タカギの話

 車は山奥の、空き地に着いた。


 昔三人でよく遊んだ、場所だ。今でもひっそりと祠があるだけで、何も無いところだ。


 「ついたぜ、取り敢えずここまで来れば安心だ」


 「おい、逃げてくるったって何でここなんだよ」


 「ああ、ほらここ懐かしいよな。ここなら誰も来ないだろ?」


 「いやそうだけどよ。それにしたってだよ」


 「まあいいじゃんか。子供の頃は日が暮れるまでここで遊んでたんだ」


 「ああ、そうかよ。まあ今頃騒ぎになってるだろうからな、少し落ち着くまでは身を隠さないとか」


 「ああ、こんなとこで悪いけどな。安全なとこだと思うぜ」


 「それもそうか…」

 古村は車を下り、祠の近くに歩いていく。


 「相変わらずシケたところだよな」

 古村がタバコに火をつける。


 「しゃあねえだろ。俺たちここで育ったんだ」

 辺りは暗闇が支配している。


 月明かりに照らされて、祠が微かに浮かび上がって見える。


 「こんなところにずっといてさ、よくお互い腐らなかったよな。ああ、お前は違ったか」


 「そうだよな、お前達とは程遠いな」


 俺は古村の背後にゆっくり近づく。


 「嘘だよ、冗談だよ」


 そして。


 隠し持っていた紐で古村を。


 「はは、分かってるさ」

 一気に首を絞め上げる。


 「うぐ…アガガガガ……お…まえ……」


 古村は何が起きたのか理解出来ていない様子だ。

 俺は手を緩めない。


 「テメェ下手打ちやがって。テメェのせいで俺も危ねえんだよ。なあ兄弟、大人しく死んでくれねえか」


 「お…まえ……なんで……こんなこと」


 「おいおい、田間宮殺しておいて随分な言いようだな。お前らの非道は遠からずバレんだろう。なんてったってお前が田間宮殺してんだ。嫌でも警察は関係を洗いざらい調べるさ」


 「そ……それじゃ……お前も……」


 「お前は田間宮に裏切られた恨みで殺人を犯して行方不明、それでいいじゃねえか」


 「ク……クソが」


 「なんとでも言えよ。いいか、俺だけは逃げ切ってやるさ。お前らみたいなヤツはな、落ちぶれたらそれで終わりなんだよ。俺は違うぜ、泥水啜ってでも生き残ってやる」

 

 「う……ゔゔ……」

 俺は手を緩めず締め上げた。

 古村はそのまま呆気なく力尽きた。

 

 ざまあみろ。

 

 古村はきっと田間宮を殺しにくるだろう。俺はそう考えていた。

 

 古村が警察に目をつけられたとき、田間宮は真っ先に古村を切り捨てた。関係を示す証拠は全て破棄し、連絡を経った。

 

 粘着質でしつけぇ古村のことだ。きっと復讐を考えるに違いない。そう思っていた。


 こいつが捕まれば、俺のことも売るんだろうぜ。

 今まで散々人をコキ使いやがって。

 

 いつも汚れ仕事は俺だ。

 

 俺を踏み台にして自分の椅子を高くしただけだ。汚い手を使うくせに、汚れるのは俺だけ。ふざけやがって。

 

 会社の役員になれたのは、俺が裏で手を回してやったからだろうが。『お前の力が必要だ』なんて調子のいいこと言いやがって。俺がどんな泥をかぶってきたと思ってんだ。

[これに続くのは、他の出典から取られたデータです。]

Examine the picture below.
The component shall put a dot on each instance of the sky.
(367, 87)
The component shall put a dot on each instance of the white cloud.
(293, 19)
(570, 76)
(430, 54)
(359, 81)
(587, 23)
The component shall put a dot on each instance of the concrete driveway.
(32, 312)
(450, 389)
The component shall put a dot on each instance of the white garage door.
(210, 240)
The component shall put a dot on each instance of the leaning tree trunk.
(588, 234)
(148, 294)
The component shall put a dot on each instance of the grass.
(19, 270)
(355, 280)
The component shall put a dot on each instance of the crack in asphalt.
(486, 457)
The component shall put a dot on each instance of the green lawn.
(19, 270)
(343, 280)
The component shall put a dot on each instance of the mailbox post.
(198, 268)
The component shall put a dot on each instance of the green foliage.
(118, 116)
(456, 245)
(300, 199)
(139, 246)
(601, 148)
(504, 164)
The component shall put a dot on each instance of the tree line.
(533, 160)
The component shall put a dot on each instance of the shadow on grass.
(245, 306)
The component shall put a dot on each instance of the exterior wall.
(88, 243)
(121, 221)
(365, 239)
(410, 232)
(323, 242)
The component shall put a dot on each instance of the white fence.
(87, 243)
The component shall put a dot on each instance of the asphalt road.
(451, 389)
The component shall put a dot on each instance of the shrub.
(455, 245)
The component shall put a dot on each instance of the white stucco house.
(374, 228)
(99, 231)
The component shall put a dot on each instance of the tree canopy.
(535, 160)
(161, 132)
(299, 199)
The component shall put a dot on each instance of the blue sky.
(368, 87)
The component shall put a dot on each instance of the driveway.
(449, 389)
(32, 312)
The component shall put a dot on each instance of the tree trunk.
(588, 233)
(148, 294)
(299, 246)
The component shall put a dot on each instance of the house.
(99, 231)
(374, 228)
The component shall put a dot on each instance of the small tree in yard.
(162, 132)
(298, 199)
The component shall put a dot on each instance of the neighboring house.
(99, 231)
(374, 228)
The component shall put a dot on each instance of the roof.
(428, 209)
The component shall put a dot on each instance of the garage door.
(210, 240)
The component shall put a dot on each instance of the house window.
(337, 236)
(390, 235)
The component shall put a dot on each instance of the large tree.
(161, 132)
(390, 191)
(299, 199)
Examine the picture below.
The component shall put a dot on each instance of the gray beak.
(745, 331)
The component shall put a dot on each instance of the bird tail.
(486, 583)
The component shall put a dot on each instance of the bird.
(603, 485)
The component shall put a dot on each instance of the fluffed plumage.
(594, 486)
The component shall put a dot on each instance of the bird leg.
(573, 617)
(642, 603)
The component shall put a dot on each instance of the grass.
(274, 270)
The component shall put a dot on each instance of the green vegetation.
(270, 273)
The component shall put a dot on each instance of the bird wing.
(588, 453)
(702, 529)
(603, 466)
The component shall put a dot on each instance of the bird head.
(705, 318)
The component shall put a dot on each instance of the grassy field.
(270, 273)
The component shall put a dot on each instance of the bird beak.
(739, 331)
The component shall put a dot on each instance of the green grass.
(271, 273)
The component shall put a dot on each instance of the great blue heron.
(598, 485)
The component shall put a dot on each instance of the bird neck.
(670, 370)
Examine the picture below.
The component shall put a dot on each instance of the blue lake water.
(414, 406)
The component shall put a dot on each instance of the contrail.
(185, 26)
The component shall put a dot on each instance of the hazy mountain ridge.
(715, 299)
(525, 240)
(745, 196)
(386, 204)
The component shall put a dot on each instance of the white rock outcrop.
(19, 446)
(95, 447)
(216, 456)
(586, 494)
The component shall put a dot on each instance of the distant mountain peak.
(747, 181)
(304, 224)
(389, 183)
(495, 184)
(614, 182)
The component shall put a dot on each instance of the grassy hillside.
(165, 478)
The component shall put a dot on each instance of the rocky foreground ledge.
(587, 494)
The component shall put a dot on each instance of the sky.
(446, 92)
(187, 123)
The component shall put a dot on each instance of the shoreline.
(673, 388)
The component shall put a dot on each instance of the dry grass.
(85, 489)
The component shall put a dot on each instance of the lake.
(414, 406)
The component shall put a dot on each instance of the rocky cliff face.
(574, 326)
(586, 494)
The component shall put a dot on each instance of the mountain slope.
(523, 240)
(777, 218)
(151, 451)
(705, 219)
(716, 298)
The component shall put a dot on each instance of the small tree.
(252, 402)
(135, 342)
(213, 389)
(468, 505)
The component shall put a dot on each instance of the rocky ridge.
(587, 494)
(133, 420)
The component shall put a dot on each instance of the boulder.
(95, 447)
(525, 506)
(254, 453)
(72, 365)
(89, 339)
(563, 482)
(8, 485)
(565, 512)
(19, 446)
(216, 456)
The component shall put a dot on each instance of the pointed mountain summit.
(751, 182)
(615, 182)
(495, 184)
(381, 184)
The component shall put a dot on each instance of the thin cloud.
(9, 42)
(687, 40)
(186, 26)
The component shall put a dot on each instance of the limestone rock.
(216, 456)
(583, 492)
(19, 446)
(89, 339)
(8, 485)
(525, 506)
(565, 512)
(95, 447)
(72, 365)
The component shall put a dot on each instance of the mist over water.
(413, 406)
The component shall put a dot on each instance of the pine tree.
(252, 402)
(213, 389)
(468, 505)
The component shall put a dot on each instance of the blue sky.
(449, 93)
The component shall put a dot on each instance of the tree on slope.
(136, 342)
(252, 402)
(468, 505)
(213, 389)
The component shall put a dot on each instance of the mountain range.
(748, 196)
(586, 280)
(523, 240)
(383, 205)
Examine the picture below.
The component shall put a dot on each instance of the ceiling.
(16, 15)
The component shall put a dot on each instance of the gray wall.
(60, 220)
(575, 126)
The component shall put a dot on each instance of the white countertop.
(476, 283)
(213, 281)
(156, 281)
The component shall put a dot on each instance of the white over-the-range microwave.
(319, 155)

 俺は、あいつらのために手を汚してきた。汗も血も流してきた。でも、あいつらはその手柄を自分のもんにして、高笑いだ。


 田間宮も古村も、あの笑顔の裏には俺に向ける軽蔑しかねぇ。そんな奴らがのうのうと生きてる訳には行かねえよな。

 

 ああ。心底胸がスッとしたぜ。さて、早いとここいつを埋めにいかないとな。


 この先にデカい木があったな、埋めるにはおあつらえ向きだぜ。

 

 タカギが振り向くと、祠に白い影が見えた。


 なんだ……?


 誰かいる訳なんてない。


 あれは……女か?


 和服を着ている、こんな時間に?


 耳鳴りがする。


 否、赤ん坊の泣き声か?


 嘘だろ、ありえねえ。

 

 ゴンッ!

 

 その瞬間、タカギは後頭部に強い衝撃を受けて前のめりに倒れ込んだ。